Will the JDA and RedPrairie Legacy End in the Perfect Order or a Stock Out? (Part 1)

Last week, I quickly pieced together a Friday Rant which was somewhat critical – from a strategic standpoint solution standpoint – of the announced merger of JDA and RedPrairie. This of course says nothing for the financial synergies of a roll-up play where, at the right valuation, 1+1 can still equal three. Still, looking at products, it's hard to discount that JDA and RedPrairie could potentially become the one vendor to bridge the visibility, inventory and scheduling gap at all levels of the supply chain in CPG, retail, warehousing and distribution (if they get things right). But it won't be easy.

As I noted in the original piece, I'm not the best judge of this myself. My experience with supply chain applications goes back to the client server days and has gotten rustier every year. But I do know a few folks who are up to speed on the nuances of the sector and have stayed closer in touch with its evolution in recent years. One of these folks is David Dobrin, who I've known since the .com era. David is one of the few software analysts I've ever worked with who really bothers digging into how technology actually works – or does not in all too many cases.

JB: I haven't followed either company over the years, and you have. Give me some background.

DD: Both companies help their customers move goods. JDA started out as a merchandising software company; "merchandising" is what retail companies call "figuring out which goods should be on the shelves and how much we should order." Red Prairie is primarily a warehousing company, with a lot of its customers also in retail.

Historically, JDA's biggest competitor was Retek, acquired long ago by Oracle; Red Prairie's is Manhattan, still independent.

JB: Is JDA the acquirer or the absorbee?

DD: Under Hamish Brewer, JDA has a long history as a serial acquirer; buying a warehousing company has always been part of the plan. Since Brewer is taking over as CEO of the combined company, I personally think of JDA as the survivor.

JB: So what companies did JDA acquire?

DD: Many. Most companies with merchandising software want to have some ability to plan what they're going to buy, so long ago, JDA bought E3 (grocery planning) and Arthur (hard goods planning). Then, they really moved into the big time, buying Manugistics (CPG planning and transportation management) and i2 (planning, transportation management, some retail). So by now, there's a whole lot of stuff added on to the retail core.
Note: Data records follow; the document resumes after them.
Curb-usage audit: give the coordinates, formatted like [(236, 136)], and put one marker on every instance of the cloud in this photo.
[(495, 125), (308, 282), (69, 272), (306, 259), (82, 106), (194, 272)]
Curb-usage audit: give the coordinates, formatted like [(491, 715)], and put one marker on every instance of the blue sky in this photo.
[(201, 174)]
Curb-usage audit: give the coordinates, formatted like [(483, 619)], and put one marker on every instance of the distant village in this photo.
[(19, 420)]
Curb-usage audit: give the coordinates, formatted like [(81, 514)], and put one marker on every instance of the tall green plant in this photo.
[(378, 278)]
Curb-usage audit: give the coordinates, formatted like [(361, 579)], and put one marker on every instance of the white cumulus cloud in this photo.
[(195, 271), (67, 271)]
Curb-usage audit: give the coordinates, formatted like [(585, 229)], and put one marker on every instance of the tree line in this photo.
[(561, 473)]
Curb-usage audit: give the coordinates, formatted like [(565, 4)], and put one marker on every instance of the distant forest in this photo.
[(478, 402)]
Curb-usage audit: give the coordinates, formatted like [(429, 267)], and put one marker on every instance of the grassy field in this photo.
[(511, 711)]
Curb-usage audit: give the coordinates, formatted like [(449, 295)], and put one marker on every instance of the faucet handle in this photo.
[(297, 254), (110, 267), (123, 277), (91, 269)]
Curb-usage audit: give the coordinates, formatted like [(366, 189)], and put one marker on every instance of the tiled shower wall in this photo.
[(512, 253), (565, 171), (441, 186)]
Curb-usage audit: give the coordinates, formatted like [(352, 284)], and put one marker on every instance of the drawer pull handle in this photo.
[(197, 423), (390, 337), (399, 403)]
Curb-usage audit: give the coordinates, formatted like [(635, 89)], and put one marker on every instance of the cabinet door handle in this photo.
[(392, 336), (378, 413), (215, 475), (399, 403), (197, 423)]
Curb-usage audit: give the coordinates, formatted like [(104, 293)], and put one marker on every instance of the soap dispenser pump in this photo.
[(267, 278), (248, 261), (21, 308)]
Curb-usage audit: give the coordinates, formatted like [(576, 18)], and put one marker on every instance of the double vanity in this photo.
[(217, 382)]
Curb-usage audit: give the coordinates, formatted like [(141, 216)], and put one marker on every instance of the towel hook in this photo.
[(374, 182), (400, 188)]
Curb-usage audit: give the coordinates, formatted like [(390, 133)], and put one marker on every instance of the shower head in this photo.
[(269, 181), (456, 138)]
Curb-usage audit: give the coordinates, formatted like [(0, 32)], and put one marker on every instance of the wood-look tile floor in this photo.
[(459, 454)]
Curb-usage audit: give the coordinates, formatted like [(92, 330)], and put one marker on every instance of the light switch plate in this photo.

JB: But retail is what connects things?

DD: It's complicated. Merchandising is only one of the things retailers need; every retailer, for instance, needs a point-of-sale system. Then they need workforce planning, shelf planning, lots of things, and back-end financials. JDA offers lots of these, but most retailers also have lots of other providers. And at this point, a lot of the revenue comes from planning in other areas.

JB: Let me repeat. So is retail what connects things?

DD: It depends on what you mean by connect. Manugistics, for instance, was already doing transportation planning in retail before they bought; afterwards, they did more. But for the most part, the transportation planning and merchandising systems aren't connected, and there isn't even that much overlap.
What really connects all these pieces is that they're available from the same company.

JB: So what is this saying to the customer?

DD: Two ways of looking at it. Take the i2 acquisition. Hamish got rid of a lot of serious costs and silliness, which was a big benefit to existing companies. i2 had a lot of agenda items that the customers weren't following, and frankly, it spent way too much time and money on bright supply chain ideas that never worked. That stopped with Brewer. No more spending on bright ideas.

At the same time, that can be viewed as a negative. If you're looking to your supply chain provider for leadership and bright ideas, well, under the new regime, there's, er, less.

JB: Less?

DD: I'll try to be kind. At the last conference I went to, there were very few good new ideas. If you read their financial statements, it certainly seems that they're growing, but they're not growing (in my view) from powerful new products, just from natural replacements and a certain amount of growth in the size of their customers.

Remember, as long as customers buy licenses for new employees, servers, site, etc. and they pay maintenance revenue, even if there is a 2% replacement rate, it is really hard not to grow 8%.